Distinctive group segregation. If LGBTQ+ employees are not being fully included this is a strong indicator. Do gay or transgender employees have a strong sense of belonging and fully take part in group activities if they would like to? Do they put themselves forward for training and leadership roles or do they often stick together or opt out because they feel marginalised?
Hiring and promotion discrimination. There are several risks. The first is that people who are marginalised and not celebrated for their achievements are not hired or promoted and only individuals who fit the mould are considered. Secondly, if they are promoted or hired in a poor work culture then there is the risk of token hiring or promoting to cover all bases, which in turn fuels imposter syndrome. They may also be promoted and then get no support from their colleagues so end up leaving.
Unfair delegation of tasks. If you suspect a pattern whereby LGBTQ+ employees are consistently allocated to tasks that are displeasing or completely irrelevant to their job role, this may well be a sign of underlying discriminatory attitudes.
Misgendering, bias, micro-aggressions, ridicule, and exclusion. These are still rife in business and coming out or feeling part of a team at work can feel very risky. Micro-aggressions mean you can’t quite put your finger on the issue. Perhaps you are tolerated but there is an undercurrent as people whisper about you, make a snide remark or you are not invited to things. It is presented in the same way by closet misogynists and racists. The result is destabilisation and a lack of psychological safety often leading to absence and quiet quitting.
Steps to be taken…
- Negotiate policies. It is ineffective and counter-intuitive to negotiate policies around LGBTQ+ inclusion without the voices of those in that community. How can companies address an inclusion issue without an inclusive approach? Include all voices and integrate them into policy negotiations. This may likely include introducing a gender expression policy.
- Report discriminatory behaviour.

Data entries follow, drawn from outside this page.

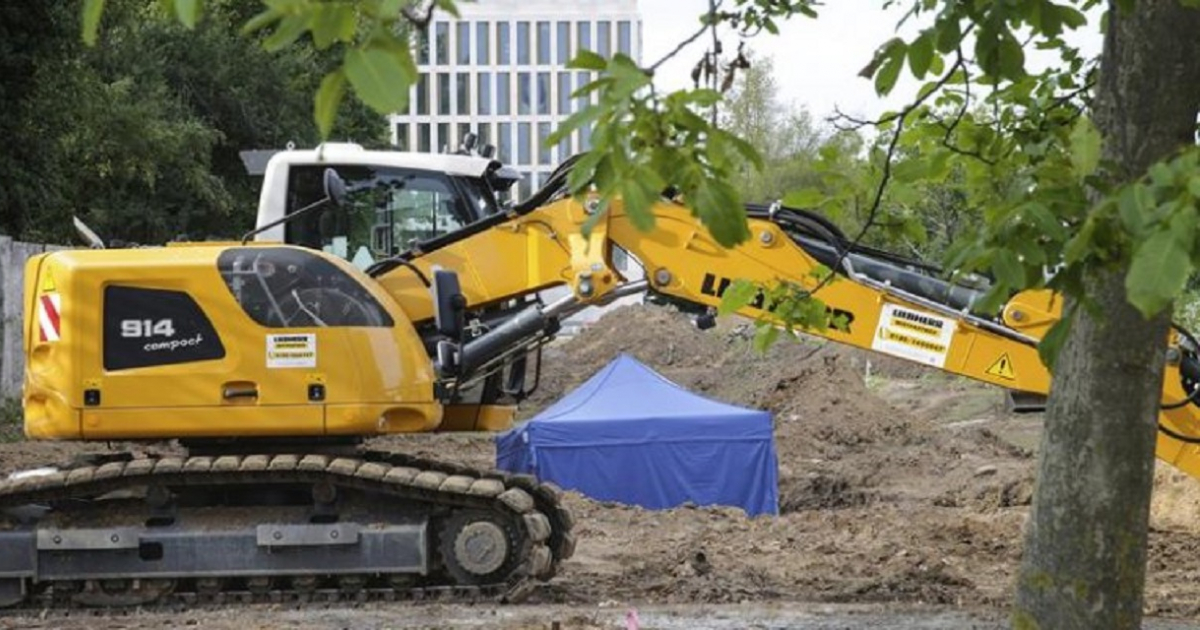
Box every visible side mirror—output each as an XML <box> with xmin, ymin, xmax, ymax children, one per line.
<box><xmin>430</xmin><ymin>268</ymin><xmax>467</xmax><ymax>341</ymax></box>
<box><xmin>324</xmin><ymin>168</ymin><xmax>346</xmax><ymax>208</ymax></box>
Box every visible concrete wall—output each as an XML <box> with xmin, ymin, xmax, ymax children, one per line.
<box><xmin>0</xmin><ymin>236</ymin><xmax>60</xmax><ymax>398</ymax></box>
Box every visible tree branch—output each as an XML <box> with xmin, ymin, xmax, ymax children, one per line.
<box><xmin>401</xmin><ymin>0</ymin><xmax>438</xmax><ymax>30</ymax></box>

Is there a culture where people hide behind ‘its just banter’? Businesses need to actively outline the unacceptable nature of anti-trans, anti-LGBTQ+ and any other forms of discriminatory behaviour. By vigorously outlining standards, having a policy statement including acceptable language, and having clear whistle-blowing channels, individuals will have avenues available to them to report any harassment or issues that they are encountering, ensuring anonymity if required. Move from denial to official scrutiny and take a deep look at work culture, checking for reactions to big supporting statements put out by the organisation. Don’t paper over toxic comments and behaviour.
- Discriminatory recruitment. Go back to basics with the hiring process. The first thing to assess is the tone used in the vacancy advertisement – do your record-keeping methods and dress codes discriminate against trans people for instance? Make sure the job application only asks for relevant information to the role and doesn’t ask intrusive questions. Create positive narratives. Make sure your process is fair, the best person is selected for the role and the process is transparent.
- Confidentiality. There is no blanket rule for transgender individuals with regard to their gender identity or transition being public knowledge so protecting confidentiality may be vital.
- Allies and role models. Having supportive allies, including those in senior positions and peers, provides fundamental support for LGBTQ+ employees. Creating networking groups or just having visible LGBTQ+ role models can help embed inclusion across the organisation.
- Focus on education and myth-busting. Positive and clear messaging and values mean employees, stakeholders and customers are quite clear about where the company stands on discrimination. Managers should be offered training around the various issues that the community faces if required.
- Neutral spaces. Providing gender-neutral spaces and facilities is one step towards addressing an inclusion issue with an inclusive resolution.